6. Don’t munch, eat lunch. Some people start nibbling at 11 a.m. and keep at it until 1 p.m. Better to sit down and face your food.
7. Curb the urge to splurge. Satisfy your sweet tooth with a bite-sized piece of candy, a chocolate kiss or hard candy. If you freeze the chocolate first, it’ll melt in your mouth more slowly.
8. Try a different brew. Switch from high-calorie specialty coffees (a 16-ounce Mocha Frappuccino at Starbucks has 420 calories) to a latte made with skim milk. Add a bit of hazelnut or almond flavoring for extra flavor.
9. Plan for snacking. Some 100-calorie snack ideas: 1½ cups frozen grapes; 2 plums; one-half cup of sherbet: 1 ounce of cheese; a single serving box of cereal; one-half cup berries and fat-free cookie; 3 cups of air-popped popcorn.
10. Move foods out of sight. Keep high-calorie snacks like cookies and chips tucked away in an inconvenient place at home and at work, but keep your favorite fruits washed and ready to eat.
10 ways to eat healthier when dining out
1. Downsize your sandwich. When you order a sandwich, no matter what the filling, ask for half the amount they usually serve.
2. See red. Tomato-based sauces in Italian restaurants have less fat and fewer calories than the white or pink sauces.
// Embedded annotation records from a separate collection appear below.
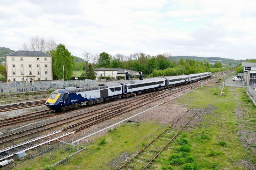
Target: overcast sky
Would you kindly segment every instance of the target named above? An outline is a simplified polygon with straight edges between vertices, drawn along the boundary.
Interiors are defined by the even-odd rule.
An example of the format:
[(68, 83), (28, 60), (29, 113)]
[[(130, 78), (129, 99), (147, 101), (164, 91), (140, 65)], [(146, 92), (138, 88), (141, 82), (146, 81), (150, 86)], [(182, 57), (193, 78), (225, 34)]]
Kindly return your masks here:
[(0, 0), (0, 47), (36, 36), (85, 50), (129, 55), (256, 58), (256, 0)]

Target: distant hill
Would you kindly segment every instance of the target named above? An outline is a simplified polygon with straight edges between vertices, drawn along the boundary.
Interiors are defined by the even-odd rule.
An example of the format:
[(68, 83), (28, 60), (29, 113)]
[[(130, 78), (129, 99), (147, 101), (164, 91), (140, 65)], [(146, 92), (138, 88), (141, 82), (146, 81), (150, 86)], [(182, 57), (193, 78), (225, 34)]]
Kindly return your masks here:
[(0, 57), (4, 57), (4, 60), (5, 61), (5, 55), (10, 54), (12, 52), (14, 52), (15, 51), (12, 50), (9, 48), (5, 47), (0, 47)]
[(74, 61), (75, 62), (85, 62), (84, 60), (82, 58), (77, 57), (76, 56), (75, 56), (74, 55), (73, 55), (73, 56), (75, 57), (75, 59), (74, 59)]
[(186, 56), (180, 55), (179, 56), (173, 56), (169, 57), (169, 59), (172, 61), (178, 61), (180, 58), (182, 58), (184, 60), (188, 58), (191, 60), (193, 60), (196, 61), (202, 61), (205, 60), (211, 64), (213, 64), (216, 62), (220, 62), (223, 64), (226, 64), (228, 65), (236, 65), (241, 63), (240, 60), (236, 60), (230, 58), (225, 58), (221, 57), (197, 57), (196, 56)]

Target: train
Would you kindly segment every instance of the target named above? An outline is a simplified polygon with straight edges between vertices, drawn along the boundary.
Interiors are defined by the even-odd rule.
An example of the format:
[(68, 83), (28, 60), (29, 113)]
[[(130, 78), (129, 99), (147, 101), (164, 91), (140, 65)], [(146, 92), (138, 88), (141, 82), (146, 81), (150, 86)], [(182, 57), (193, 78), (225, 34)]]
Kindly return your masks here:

3. Pass on the breadbasket. Ask your server not to bring the bread or to bring it one slice at a time. Eat bread only with your meal or only if it’s warm. Delay eating it as long as you can.
4. Soup up your menu. Start with a broth-based soup and then split the entree before you dive in. You’ll cut your calories and feel fuller sooner.
5. Watch for the clues. When eating out, look for words that speak volumes (of calories, that is): Batter-dipped, breaded, buttery, creamy, crispy-crunchy, deep-fried, pan-fried, rich. And for portion size, watch out for: combo, feast, grande, jumbo, king-size, supreme.
6. Order veggies. Scan the menu for interesting vegetables, such as arugula in a salad or asparagus, which you could order steamed or sautéed as a side dish.
7. Get a wrap. Wrap up half the meal at the beginning and take it home for another day.
8. Have a split for dessert. No, not a banana split, but share your dessert with someone. Or order a cappuccino with full-fat milk and add sugar. It’s only about 100 calories.
9. Order a kid-size portion, not supersize one. The supersize is usually way too many calories.
10. Choose an appetizer for your main dish. They are sometimes smaller and have fewer calories than entrees.”